Phil Beck of Smith & Pinching responds:
If you haven’t already done so, you will need to notify your mum’s ISA providers of her death and they will change her ISA records to show that she is deceased. The ISAs will remain invested and accrue returns, where possible, until further action is taken.
The good news is that ISA rules allow for surviving spouses or civil partners to inherit a one-off ISA allowance equivalent to the amount that the deceased partner held in ISAs. It doesn’t matter if the ISAs themselves have been left to someone else – it is the allowance that is inherited rather than the investment. This is known in the financial sector as an additional permitted subscription (APS). It means that the surviving partner can invest up to the value of the APS into ISAs without using their own current year’s allowance.
The APS can only be claimed if the couple were married or in a civil partnership and were still living together and not legally separated when the first partner died. It cannot be claimed by cohabiting couples.

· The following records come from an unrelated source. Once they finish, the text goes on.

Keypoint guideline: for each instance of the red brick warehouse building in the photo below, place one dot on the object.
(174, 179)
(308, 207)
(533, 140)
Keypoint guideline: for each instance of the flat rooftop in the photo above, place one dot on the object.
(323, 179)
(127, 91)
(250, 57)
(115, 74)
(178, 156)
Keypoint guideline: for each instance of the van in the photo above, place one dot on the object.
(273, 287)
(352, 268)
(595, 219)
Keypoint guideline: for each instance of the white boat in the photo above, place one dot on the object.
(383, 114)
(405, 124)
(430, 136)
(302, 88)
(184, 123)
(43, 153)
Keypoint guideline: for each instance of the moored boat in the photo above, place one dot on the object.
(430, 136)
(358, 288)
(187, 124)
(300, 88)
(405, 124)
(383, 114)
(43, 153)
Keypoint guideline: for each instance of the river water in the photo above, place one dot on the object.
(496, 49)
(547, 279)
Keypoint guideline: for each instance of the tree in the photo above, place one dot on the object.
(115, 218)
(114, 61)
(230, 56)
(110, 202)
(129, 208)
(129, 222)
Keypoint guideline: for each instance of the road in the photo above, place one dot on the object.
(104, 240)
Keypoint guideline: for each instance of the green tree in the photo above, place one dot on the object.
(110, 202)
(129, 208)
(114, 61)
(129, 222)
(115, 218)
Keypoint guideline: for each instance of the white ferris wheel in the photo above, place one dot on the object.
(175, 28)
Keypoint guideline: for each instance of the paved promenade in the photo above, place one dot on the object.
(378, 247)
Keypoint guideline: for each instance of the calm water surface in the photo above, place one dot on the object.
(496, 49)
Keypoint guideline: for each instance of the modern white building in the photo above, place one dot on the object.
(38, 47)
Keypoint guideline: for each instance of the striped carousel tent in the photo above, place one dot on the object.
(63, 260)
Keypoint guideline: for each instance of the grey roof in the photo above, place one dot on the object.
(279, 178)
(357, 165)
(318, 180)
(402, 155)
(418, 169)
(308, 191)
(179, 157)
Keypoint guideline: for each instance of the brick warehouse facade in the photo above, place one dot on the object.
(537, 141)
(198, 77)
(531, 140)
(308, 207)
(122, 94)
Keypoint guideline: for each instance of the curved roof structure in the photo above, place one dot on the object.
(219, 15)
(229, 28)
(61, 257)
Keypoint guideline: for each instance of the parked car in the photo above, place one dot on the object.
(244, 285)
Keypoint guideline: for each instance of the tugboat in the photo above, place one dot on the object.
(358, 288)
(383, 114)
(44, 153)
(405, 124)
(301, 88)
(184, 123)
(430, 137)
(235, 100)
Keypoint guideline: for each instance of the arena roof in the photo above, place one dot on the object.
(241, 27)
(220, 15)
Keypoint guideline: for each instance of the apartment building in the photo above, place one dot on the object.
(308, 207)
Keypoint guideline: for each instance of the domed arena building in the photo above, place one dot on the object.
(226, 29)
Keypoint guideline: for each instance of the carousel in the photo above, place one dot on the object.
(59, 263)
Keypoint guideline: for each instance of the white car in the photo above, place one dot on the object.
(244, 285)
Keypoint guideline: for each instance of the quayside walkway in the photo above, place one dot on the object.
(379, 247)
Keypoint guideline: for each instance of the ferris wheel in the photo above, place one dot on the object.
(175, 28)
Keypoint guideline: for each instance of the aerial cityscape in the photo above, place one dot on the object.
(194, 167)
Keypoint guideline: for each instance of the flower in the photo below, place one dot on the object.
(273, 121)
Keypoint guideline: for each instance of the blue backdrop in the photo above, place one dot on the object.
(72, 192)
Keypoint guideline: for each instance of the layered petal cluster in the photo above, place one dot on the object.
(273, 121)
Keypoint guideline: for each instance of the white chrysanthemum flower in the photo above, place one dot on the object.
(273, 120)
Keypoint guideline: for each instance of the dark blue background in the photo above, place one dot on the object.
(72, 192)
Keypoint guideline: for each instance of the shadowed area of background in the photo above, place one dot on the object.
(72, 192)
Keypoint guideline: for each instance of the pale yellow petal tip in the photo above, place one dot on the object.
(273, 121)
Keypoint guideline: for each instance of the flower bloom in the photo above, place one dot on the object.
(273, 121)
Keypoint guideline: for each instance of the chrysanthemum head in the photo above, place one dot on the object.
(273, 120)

To claim the APS, your dad will need to complete and return a form to the ISA provider(s) – one form for each provider – together with a copy of the Grant of Probate to register the appropriate APS. It is generally easiest to register multiple ISAs with the existing providers, but you can transfer the total inherited ISA allowance to a specific provider at this stage if you prefer. The allowance is available to your dad for either three years after your mum’s death or 180 days after the administration of the estate has been completed. For ‘in specie’ transfers, the time limit is within 180 days of beneficial ownership passing to your dad.
It’s important to bear in mind that your dad’s investment preferences and objectives may be different to those that governed your mum’s strategy. He may also be in a different position with regard to income and inheritance tax planning. I recommend you get independent financial advice about what investments will be suitable for your dad.
Any opinions expressed in this article do not constitute advice. The value of an investment and the income from it could go down as well as up. The return at the end of the investment period is not guaranteed and you may get back less than you originally invested.